OB: "Kohlendioxid ist zulässige Vorgehensweise bei Schlachtung"

Oberbürgermeister Lehmann wies in diesem Zusammenhang darauf hin, dass die Betäubung der Schweine vor der Schlachtung mit Kohlendioxid eine zulässige, deutschlandweit angewandte Vorgehensweise sei. Aber, so Lehmann wörtlich:

"Nach Luft schnappende und schreiende Schweine sind beklemmende Bilder." Ingo Lehmann, Oberbürgermeister Ingo Lehmann (SPD)

Im Kulmbacher Schlachthof werde aber mit einer höheren CO2-Konzentration und einer längeren Inhalationsdauer des Gases als vorgeschrieben gearbeitet, um sicher zu gehen, dass die Betäubung möglichst vollständig sei, erläuterte Lehmann.

Kontrollbehörde hatte keine Beanstandungen des Schlachthofs

Besuche der Bayerischen Kontrollbehörde für Lebensmittelsicherheit und Veterinärwesen (KBLV) und des Veterinäramtes des Landratsamtes Kulmbach im Oktober und zuletzt am Montag hätten keine Beanstandungen an den Schlachtungen ergeben.
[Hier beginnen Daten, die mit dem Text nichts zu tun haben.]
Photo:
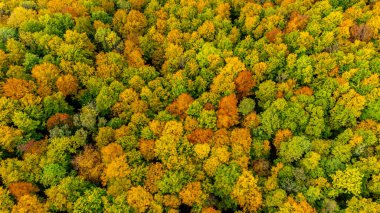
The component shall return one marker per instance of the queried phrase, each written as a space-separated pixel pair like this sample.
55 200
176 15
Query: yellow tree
247 193
228 112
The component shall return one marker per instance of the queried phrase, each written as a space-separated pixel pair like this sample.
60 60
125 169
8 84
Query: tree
180 105
226 177
91 201
89 164
349 181
247 193
6 202
244 83
10 137
67 85
294 149
29 203
17 88
228 112
139 198
46 76
63 196
192 194
20 189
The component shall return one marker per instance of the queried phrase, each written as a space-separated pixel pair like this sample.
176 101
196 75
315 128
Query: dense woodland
189 106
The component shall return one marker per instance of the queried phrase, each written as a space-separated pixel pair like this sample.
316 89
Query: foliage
189 106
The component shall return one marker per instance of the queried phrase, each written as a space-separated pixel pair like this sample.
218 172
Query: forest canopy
203 106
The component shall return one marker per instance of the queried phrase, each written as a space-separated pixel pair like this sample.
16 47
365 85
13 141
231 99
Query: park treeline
202 106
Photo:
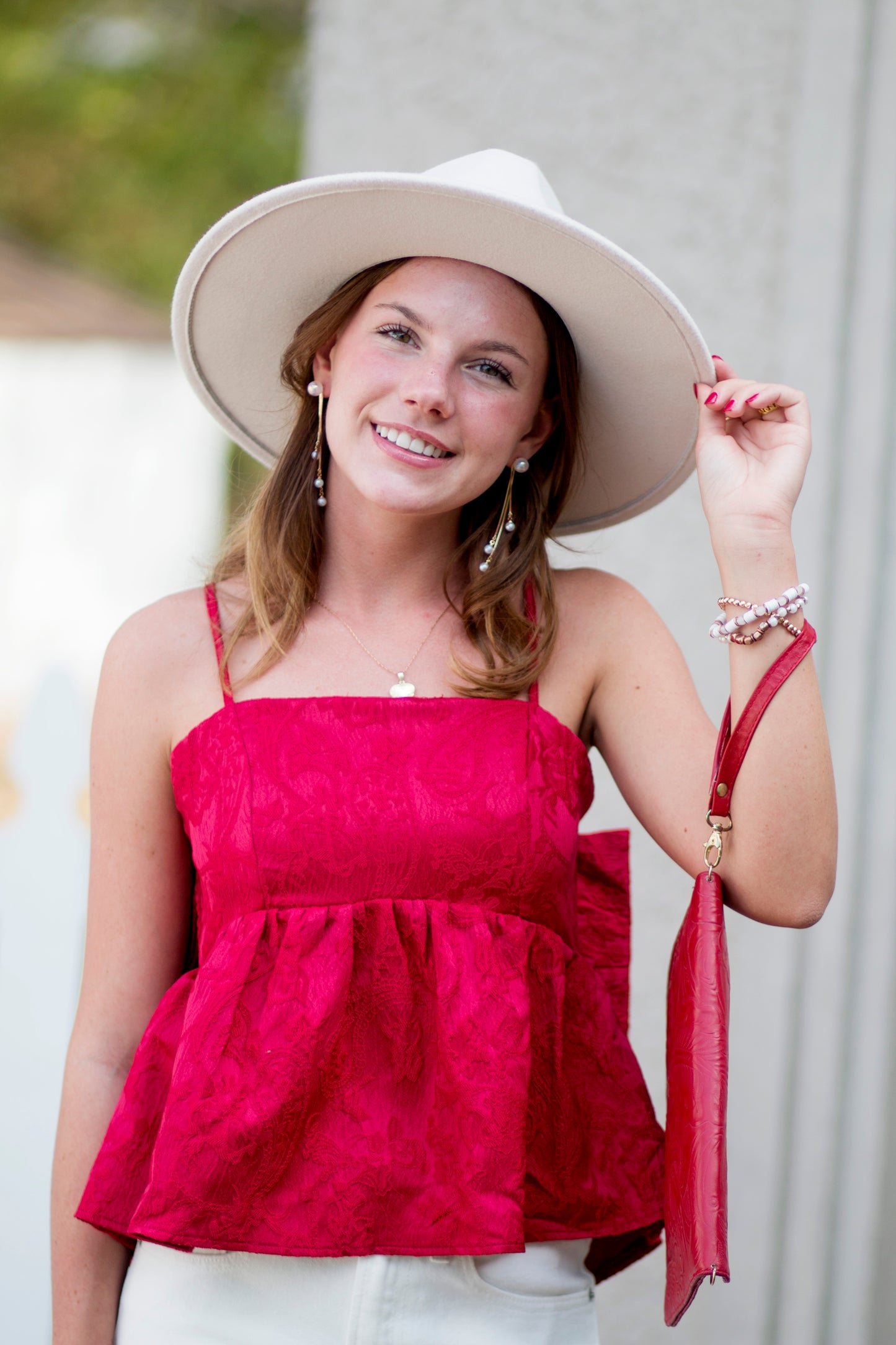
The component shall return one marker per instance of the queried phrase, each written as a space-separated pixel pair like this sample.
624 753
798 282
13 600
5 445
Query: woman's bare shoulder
160 663
164 637
585 592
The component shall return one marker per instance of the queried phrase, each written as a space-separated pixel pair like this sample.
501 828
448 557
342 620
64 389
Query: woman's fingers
742 398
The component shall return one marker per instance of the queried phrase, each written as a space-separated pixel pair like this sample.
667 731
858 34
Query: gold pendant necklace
401 687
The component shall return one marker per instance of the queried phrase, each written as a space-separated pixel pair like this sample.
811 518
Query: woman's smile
407 445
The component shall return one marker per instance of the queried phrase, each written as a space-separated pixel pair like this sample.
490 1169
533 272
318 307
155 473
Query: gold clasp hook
712 844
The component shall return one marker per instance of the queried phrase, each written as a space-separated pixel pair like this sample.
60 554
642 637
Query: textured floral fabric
406 1030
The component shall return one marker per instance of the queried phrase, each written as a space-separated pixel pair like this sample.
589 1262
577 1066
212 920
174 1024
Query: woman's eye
398 333
494 369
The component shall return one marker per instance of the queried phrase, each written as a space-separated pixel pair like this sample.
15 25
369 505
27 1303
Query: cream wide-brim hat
268 264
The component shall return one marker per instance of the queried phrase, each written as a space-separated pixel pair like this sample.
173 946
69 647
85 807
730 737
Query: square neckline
531 702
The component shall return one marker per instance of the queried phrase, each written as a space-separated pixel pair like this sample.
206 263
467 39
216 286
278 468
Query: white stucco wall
112 490
745 151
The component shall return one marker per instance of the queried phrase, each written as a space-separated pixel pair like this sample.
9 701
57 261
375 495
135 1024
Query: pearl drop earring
505 518
316 390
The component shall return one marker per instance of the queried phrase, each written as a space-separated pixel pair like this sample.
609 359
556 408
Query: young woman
340 1037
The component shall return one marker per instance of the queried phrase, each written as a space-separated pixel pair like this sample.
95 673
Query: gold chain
373 655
Zur Zeit liefen die Vorarbeiten für eine Betäubungsanlage, die mit dem Gas Helium betrieben werden soll. Das Edelgas würde die Tiere einschlafen lassen und nicht wie bisher zu Panikreaktionen führen.
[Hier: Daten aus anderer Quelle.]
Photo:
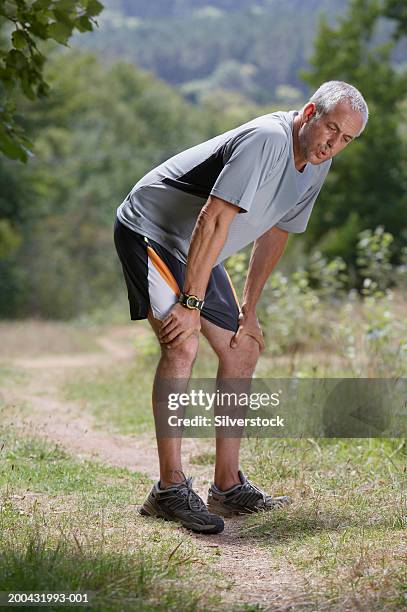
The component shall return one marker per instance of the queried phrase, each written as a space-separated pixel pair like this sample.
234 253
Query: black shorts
155 278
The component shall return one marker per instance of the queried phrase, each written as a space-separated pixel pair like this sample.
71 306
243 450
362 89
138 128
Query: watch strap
190 301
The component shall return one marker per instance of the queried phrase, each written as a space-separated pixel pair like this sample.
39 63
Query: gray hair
332 92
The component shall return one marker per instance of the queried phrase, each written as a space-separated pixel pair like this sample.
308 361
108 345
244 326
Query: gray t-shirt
251 166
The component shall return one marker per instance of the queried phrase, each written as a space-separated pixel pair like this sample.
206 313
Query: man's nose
332 140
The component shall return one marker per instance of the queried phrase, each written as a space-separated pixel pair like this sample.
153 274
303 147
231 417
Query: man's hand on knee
178 325
248 326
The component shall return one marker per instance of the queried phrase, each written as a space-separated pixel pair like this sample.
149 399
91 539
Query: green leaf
83 24
66 5
11 147
94 7
19 39
16 60
59 32
41 4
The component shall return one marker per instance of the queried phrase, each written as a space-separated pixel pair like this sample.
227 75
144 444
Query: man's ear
308 111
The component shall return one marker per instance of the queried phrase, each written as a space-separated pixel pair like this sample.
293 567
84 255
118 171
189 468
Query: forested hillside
206 47
255 48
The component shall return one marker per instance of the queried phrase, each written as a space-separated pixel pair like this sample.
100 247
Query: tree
25 24
365 185
397 10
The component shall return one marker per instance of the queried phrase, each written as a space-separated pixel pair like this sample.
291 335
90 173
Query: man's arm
266 252
207 241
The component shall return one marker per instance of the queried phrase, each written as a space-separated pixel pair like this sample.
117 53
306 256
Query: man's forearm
265 255
207 241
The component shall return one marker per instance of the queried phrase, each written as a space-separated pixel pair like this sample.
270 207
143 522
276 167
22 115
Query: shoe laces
252 488
192 498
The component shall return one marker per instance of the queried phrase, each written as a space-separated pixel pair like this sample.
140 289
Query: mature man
257 182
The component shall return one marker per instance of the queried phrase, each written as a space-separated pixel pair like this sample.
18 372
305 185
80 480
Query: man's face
323 138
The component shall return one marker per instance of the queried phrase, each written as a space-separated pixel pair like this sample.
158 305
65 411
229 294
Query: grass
69 525
344 535
345 532
121 397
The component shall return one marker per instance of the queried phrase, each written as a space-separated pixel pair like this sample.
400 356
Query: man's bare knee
185 352
243 358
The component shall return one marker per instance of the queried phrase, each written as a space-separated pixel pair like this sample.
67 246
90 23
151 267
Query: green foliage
373 259
365 186
397 10
22 61
239 47
99 130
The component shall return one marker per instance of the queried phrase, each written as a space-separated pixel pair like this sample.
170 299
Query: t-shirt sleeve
296 220
249 159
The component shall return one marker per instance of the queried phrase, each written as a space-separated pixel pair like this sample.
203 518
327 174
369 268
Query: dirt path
245 565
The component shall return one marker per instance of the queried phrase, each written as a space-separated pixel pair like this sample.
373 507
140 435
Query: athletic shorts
155 278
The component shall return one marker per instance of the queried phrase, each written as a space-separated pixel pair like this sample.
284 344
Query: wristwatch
190 301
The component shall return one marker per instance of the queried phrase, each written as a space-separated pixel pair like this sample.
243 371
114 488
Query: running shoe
180 503
244 498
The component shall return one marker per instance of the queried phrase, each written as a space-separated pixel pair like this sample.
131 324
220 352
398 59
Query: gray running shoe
180 503
245 498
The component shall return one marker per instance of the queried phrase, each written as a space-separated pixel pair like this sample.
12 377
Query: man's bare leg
174 363
238 362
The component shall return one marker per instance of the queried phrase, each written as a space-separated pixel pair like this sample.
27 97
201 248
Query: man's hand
178 325
248 326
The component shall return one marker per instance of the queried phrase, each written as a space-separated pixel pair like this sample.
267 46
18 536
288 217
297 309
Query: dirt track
242 561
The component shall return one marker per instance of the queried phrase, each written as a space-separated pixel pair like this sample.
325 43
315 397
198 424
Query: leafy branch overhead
26 23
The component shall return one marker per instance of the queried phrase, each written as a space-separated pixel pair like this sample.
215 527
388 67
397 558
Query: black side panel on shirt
200 179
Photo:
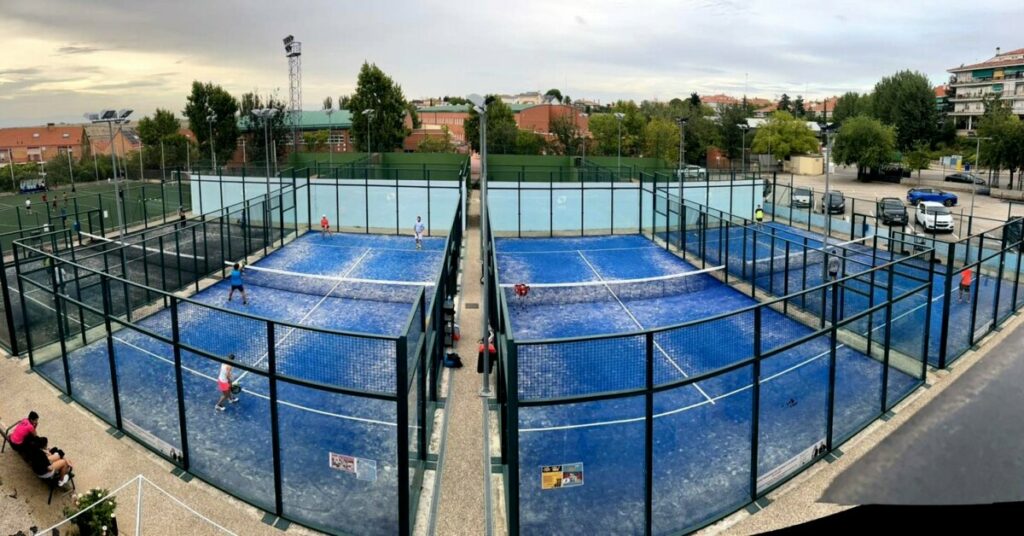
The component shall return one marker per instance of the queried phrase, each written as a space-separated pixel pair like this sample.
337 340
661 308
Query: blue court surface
908 315
232 449
701 450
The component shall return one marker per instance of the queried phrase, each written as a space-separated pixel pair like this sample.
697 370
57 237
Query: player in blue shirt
236 278
418 229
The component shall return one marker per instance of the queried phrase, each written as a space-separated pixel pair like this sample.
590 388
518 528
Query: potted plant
92 521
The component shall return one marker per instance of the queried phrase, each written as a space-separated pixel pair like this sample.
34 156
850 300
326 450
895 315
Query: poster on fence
788 466
564 476
364 468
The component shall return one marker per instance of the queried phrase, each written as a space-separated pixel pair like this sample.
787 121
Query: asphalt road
989 212
965 447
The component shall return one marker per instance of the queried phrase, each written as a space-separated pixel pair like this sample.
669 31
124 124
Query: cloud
77 49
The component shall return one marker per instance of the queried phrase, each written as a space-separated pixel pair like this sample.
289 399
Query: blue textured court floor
701 431
232 449
908 316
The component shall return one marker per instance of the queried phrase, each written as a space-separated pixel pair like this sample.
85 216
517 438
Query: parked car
934 216
891 211
692 172
801 198
916 195
967 178
836 204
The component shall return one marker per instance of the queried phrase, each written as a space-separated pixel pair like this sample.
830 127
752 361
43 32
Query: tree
798 107
918 159
565 128
784 105
315 141
440 143
850 105
161 128
660 139
375 90
276 127
413 116
783 135
604 129
863 141
906 100
502 132
527 142
203 99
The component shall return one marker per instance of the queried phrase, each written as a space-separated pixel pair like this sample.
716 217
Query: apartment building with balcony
1001 75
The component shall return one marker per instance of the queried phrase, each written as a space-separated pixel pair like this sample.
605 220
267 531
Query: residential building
719 101
821 110
22 145
125 139
1000 75
446 115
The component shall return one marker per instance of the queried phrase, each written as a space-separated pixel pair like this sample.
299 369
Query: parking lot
988 212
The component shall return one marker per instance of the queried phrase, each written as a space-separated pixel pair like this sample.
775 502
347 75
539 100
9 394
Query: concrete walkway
461 507
965 447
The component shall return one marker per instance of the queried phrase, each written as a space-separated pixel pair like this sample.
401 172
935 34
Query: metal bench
51 482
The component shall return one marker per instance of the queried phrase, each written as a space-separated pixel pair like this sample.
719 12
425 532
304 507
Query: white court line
310 312
573 250
253 393
639 325
211 378
312 242
720 397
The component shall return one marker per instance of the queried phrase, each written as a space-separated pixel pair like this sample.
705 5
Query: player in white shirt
419 228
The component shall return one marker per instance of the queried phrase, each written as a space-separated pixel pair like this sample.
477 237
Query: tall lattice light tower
293 49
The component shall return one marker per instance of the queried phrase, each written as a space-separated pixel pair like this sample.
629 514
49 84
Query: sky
59 58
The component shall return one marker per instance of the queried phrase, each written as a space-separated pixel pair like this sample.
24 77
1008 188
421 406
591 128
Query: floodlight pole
485 324
117 189
71 171
619 118
10 164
Deutschlandweit erste Helium-Anlage in Kulmbach?

Der emeritierte Professor Klaus Tröger, ehemals Wissenschaftler am Kulmbacher Max Rubner Institut für Fleischforschung, entwickelt diese Anlage zusammen mit dem Schlachthof Kulmbach, finanziert von einer Stiftung. Sie könnte im Oktober einsatzbereit sein und wäre deutschlandweit die erste Anlage dieser Art.

Auch der Umbau des Kulmbacher Schlachthofs zu einer gläsernen Manufaktur sei angedacht, so Oberbürgermeister Lehmann. Am 22. Juni werde es dazu einen Termin im Bundeslandwirtschaftsministerium in Berlin geben, bei dem wohl auch Vertreter des Wirtschaftsministeriums dabei sein sollen.

Undercoveraufnahmen zeigen leidende Schweine

Der Kulmbacher Schlachthof war in die Kritik geraten, nachdem die Sendung "Report Mainz" in der vergangenen Woche über die Zustände dort berichtete. Dabei wurde die Panik der Schweine während der Betäubung mit Kohlendioxid und auch die Misshandlung durch die Mitarbeiter mit versteckten Kameras gefilmt. Die Aufnahmen stammten vom März dieses Jahres.